A cosa stai lavorando attualmente e quali progetti musicali ha in serbo per il futuro?
“Negli ultimi 25 anni ho prodotto musica per varie librerie e reti musicali e recentemente ho iniziato a fare supervisioni musicali per i film. Sia Keel che Cold Sweat suonano occasionalmente, Keel ha fatto la Monsters of Rock Cruise cinque volte e ha suonato in Italia nel 2019 al Frontiers Festival di Milano. È stata la prima e unica volta che ho suonato in Italia e mi piacerebbe tornare. I Cold Sweat hanno appena suonato al festival Monsters On The Mountain in Tennessee lo scorso agosto ed entrambe le band sperano di fare qualche concerto nel 2023”.
Hai preso parte al film ‘Wayne’s World’ (Fusi di Testa). Questi due film sono mitologia per chi ama la nostra musica. Come sono andate le riprese? Oltre a te c’erano Meat Loaf (RIP) e la band di Alice Cooper, avete girato e fatto festa tutti insieme?
“Entrambi i film sono stati un’esperienza straordinaria per me. Ho ottenuto l’ingaggio perché la regista di ‘Wayne’s World 1’, Penelope Spherris, aveva diretto un video in cui Keel era presente (‘Rock n Roll Outlaw’) dal suo film ‘Dudes’. Non ho partecipato alle riprese con Alice Cooper o Meat Loaf, ma ho avuto la possibilità di frequentare gli Aerosmith, Peter Frampton e Chris Farley durante la parte “Waynestock” di ‘Wayne’s World 2′”.

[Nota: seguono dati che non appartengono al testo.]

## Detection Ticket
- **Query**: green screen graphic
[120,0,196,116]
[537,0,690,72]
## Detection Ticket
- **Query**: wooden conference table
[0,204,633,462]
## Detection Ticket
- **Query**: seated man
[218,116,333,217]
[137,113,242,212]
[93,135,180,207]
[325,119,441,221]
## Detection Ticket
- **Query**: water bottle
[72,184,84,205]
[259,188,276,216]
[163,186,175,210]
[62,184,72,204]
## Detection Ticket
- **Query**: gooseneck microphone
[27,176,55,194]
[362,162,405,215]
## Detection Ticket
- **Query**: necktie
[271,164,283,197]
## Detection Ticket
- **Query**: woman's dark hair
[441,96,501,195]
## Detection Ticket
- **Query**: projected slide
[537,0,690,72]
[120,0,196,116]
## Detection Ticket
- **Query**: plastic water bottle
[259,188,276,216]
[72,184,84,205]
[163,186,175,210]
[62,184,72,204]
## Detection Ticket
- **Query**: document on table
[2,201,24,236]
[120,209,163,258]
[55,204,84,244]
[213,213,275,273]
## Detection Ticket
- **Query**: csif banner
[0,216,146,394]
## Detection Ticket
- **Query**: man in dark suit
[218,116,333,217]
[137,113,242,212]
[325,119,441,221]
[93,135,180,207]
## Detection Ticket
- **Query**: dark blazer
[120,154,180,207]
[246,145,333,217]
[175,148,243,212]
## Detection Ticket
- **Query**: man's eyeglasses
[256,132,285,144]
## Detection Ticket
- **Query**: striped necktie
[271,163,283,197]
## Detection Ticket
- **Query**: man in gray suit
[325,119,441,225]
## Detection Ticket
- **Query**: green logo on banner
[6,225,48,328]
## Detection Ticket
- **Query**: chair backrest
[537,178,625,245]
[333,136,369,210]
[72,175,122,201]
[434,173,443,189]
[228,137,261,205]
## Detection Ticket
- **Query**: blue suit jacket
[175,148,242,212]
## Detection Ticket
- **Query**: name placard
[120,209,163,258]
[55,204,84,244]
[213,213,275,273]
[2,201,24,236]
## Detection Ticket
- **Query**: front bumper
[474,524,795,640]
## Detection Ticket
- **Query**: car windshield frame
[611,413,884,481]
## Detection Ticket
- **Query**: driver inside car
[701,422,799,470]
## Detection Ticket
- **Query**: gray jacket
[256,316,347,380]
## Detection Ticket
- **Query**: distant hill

Grazie per la tua disponibilità. Questo spazio è tuo per salutare i tuoi fan italiani
“Sono molto grato per l’amore e il sostegno dei nostri amici italiani e non vedo l’ora di tornare e sperimentare tutto ciò che l’Italia ha da offrire. Dopotutto, con un nome come Ferrari, devo tornare in Italia!”